9. A pharmaceutical composition comprising paliperidone palmitate in an amount about 150mg/ml to about 160mg/ml, polysorbate 20 in an amount about 6 mg/ml to about 18mg/ml, polyethylene glycol in an amount about 20mg/ml to about 40mg/ml, citric acid monohydrate in an amount about 2.5mg/ml to about 7.5mg/ml, disodium hydrogen phosphate anhydrous in an amount about 2.5mg/ml to about 7.5mg/ml, sodium dihydrogen phosphate monohydrate in an amount about 1.25mg/ml to about 7mg/ml, sodium hydroxide in an amount about 1mg/ml to about 6mg/ml, and water for injection wherein the composition is prepared by a process comprising steps of:
a) adding polysorbate 20 in water for injection and mixing until dissolved and further sterilized by filtration to form a polysorbate solution.
b) mixing sterile grade crystalline paliperidone palmitate in step (a) to form a premix,
c) sterilizing the yttrium stabilized zirconium beads, and
d) subjecting the premix of step (b) to wet milling in the presence of sterilized yttrium stabilized zirconium beads of step (c), milled aseptically in the grinding chamber until the desired particle size reached to form a milled suspension.
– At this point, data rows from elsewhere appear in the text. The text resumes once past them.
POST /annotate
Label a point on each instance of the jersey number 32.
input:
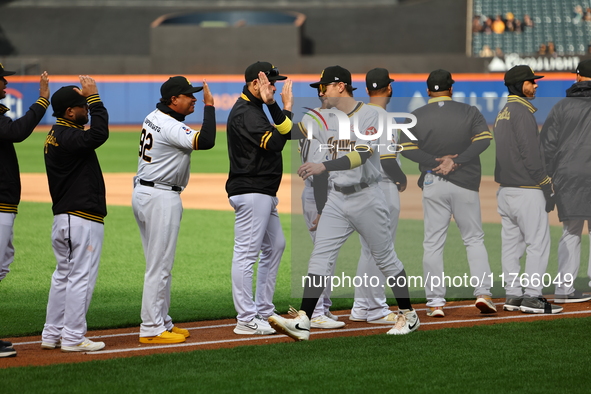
(146, 142)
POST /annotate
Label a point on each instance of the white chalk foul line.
(267, 337)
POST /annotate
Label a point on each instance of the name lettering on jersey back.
(503, 115)
(50, 140)
(152, 126)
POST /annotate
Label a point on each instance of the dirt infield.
(206, 191)
(218, 334)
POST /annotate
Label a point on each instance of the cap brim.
(194, 89)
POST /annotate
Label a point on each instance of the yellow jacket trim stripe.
(87, 216)
(67, 123)
(265, 139)
(42, 101)
(355, 159)
(437, 99)
(516, 99)
(196, 140)
(546, 181)
(9, 208)
(93, 98)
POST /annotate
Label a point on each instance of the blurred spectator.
(477, 24)
(551, 50)
(509, 22)
(578, 17)
(487, 26)
(498, 25)
(518, 27)
(486, 51)
(528, 23)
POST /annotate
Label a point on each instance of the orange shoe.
(182, 331)
(165, 337)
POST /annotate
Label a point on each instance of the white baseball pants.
(569, 253)
(310, 213)
(158, 214)
(370, 302)
(77, 245)
(441, 200)
(6, 247)
(525, 229)
(366, 212)
(256, 230)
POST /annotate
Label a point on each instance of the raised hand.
(88, 86)
(44, 85)
(207, 96)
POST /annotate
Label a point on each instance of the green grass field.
(504, 357)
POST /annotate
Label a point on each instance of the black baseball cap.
(4, 73)
(439, 80)
(519, 74)
(175, 86)
(378, 78)
(584, 68)
(333, 74)
(272, 73)
(64, 98)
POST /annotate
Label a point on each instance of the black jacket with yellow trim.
(11, 132)
(519, 158)
(255, 145)
(74, 174)
(447, 127)
(566, 140)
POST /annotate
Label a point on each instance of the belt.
(161, 186)
(351, 189)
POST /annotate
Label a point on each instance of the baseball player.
(166, 144)
(370, 301)
(312, 209)
(77, 190)
(566, 140)
(525, 195)
(10, 182)
(254, 149)
(355, 202)
(451, 136)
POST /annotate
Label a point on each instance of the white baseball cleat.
(86, 346)
(389, 319)
(297, 328)
(406, 323)
(323, 321)
(257, 326)
(331, 316)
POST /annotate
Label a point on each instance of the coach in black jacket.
(10, 182)
(566, 140)
(78, 193)
(254, 149)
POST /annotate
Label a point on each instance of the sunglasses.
(322, 88)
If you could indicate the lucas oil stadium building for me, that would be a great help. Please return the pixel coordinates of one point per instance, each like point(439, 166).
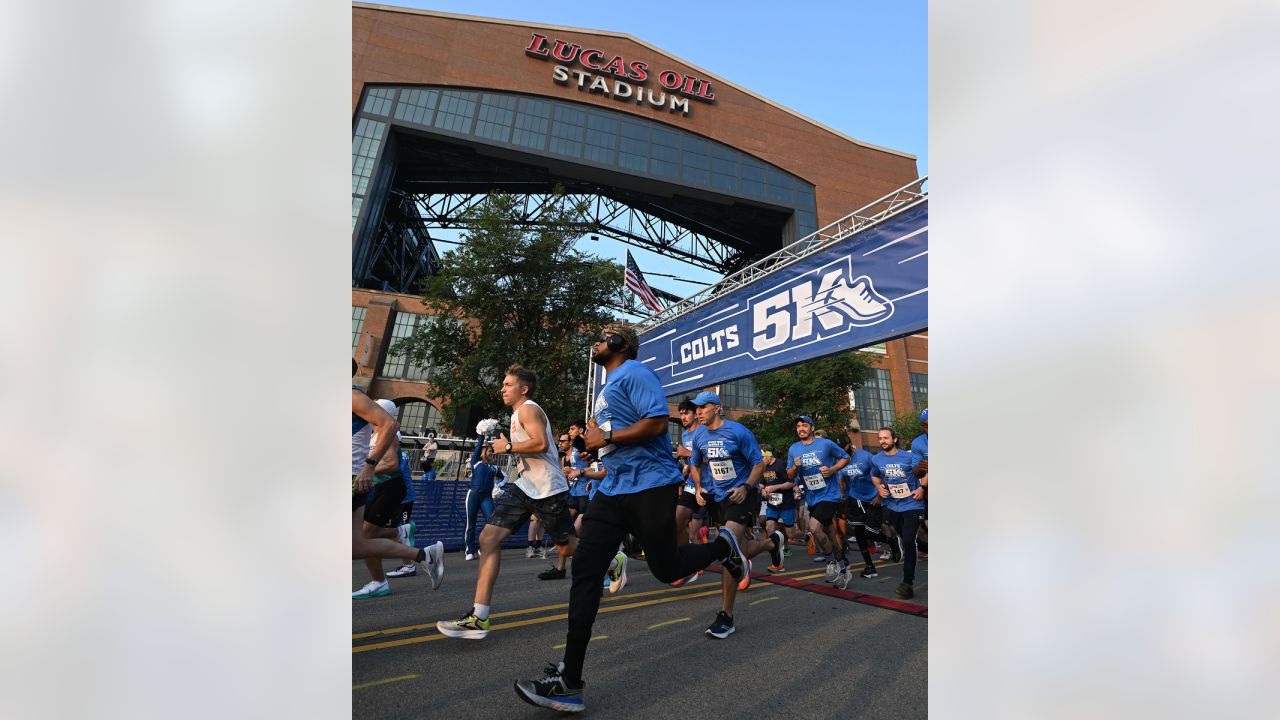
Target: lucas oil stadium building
point(675, 159)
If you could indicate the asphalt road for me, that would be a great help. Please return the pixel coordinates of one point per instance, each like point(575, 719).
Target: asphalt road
point(796, 651)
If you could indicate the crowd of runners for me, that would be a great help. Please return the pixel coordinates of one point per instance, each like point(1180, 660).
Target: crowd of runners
point(612, 488)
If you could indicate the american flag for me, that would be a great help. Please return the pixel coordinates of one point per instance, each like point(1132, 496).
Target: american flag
point(635, 282)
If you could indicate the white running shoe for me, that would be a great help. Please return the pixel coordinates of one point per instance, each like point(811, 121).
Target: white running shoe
point(435, 563)
point(373, 589)
point(618, 574)
point(406, 570)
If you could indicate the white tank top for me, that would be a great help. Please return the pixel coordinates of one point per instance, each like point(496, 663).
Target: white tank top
point(539, 475)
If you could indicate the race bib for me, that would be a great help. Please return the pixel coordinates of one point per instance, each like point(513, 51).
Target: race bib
point(722, 470)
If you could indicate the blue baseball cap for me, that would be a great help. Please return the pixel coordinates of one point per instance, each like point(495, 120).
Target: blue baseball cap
point(705, 397)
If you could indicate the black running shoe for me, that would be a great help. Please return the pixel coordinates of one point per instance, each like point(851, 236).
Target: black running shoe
point(722, 627)
point(552, 692)
point(551, 574)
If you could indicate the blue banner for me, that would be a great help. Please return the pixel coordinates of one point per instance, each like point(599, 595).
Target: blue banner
point(867, 288)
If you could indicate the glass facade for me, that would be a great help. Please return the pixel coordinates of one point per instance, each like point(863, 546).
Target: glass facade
point(919, 390)
point(357, 323)
point(589, 135)
point(874, 402)
point(397, 365)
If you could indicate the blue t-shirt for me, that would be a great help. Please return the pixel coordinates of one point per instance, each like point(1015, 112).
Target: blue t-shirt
point(858, 475)
point(818, 454)
point(920, 446)
point(631, 393)
point(579, 487)
point(896, 470)
point(481, 473)
point(725, 456)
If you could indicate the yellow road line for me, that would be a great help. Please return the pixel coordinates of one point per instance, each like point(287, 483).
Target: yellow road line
point(362, 686)
point(561, 646)
point(522, 611)
point(533, 621)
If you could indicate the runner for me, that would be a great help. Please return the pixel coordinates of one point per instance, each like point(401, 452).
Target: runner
point(539, 488)
point(368, 417)
point(638, 495)
point(904, 497)
point(780, 505)
point(726, 455)
point(863, 507)
point(818, 460)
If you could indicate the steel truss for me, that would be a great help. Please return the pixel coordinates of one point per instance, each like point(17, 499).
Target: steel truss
point(860, 219)
point(604, 215)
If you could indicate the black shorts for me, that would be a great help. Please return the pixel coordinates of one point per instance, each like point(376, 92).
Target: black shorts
point(741, 513)
point(864, 513)
point(513, 507)
point(824, 511)
point(384, 507)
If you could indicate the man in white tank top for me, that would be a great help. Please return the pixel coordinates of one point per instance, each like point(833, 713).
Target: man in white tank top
point(539, 488)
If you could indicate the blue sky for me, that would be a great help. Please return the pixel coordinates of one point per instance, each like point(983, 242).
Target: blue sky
point(858, 67)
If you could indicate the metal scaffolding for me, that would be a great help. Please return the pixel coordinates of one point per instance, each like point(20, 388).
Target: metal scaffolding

e) citric acid monohydrate, disodium hydrogen phosphate anhydrous, sodium dihydrogen phosphate monohydrate, sodium hydroxide, polyethylene glycol 4000 were added and mixed until dissolved in water for injection and sterilized by filtration.
f) aseptically transferred sterile vehicle of step (e) into the milled suspension of step (d) and further mixed until homogeneous to form a final suspension.
g) final suspension filled aseptically into sterile syringes, wherein the process of sterilizing yttrium stabilized zirconium beads comprises the steps of:
i) cleaning the yttrium stabilized zirconium beads
ii) rinsing the cleaned yttrium stabilized zirconium beads of step (i)
iii) drying the rinsed yttrium stabilized zirconium beads of step (ii) and
iv) subjecting the yttrium stabilized zirconium beads of step (iii) to sterilization, wherein the process yields the composition having less than about 0.2 ppm of zirconium and yttrium contaminants.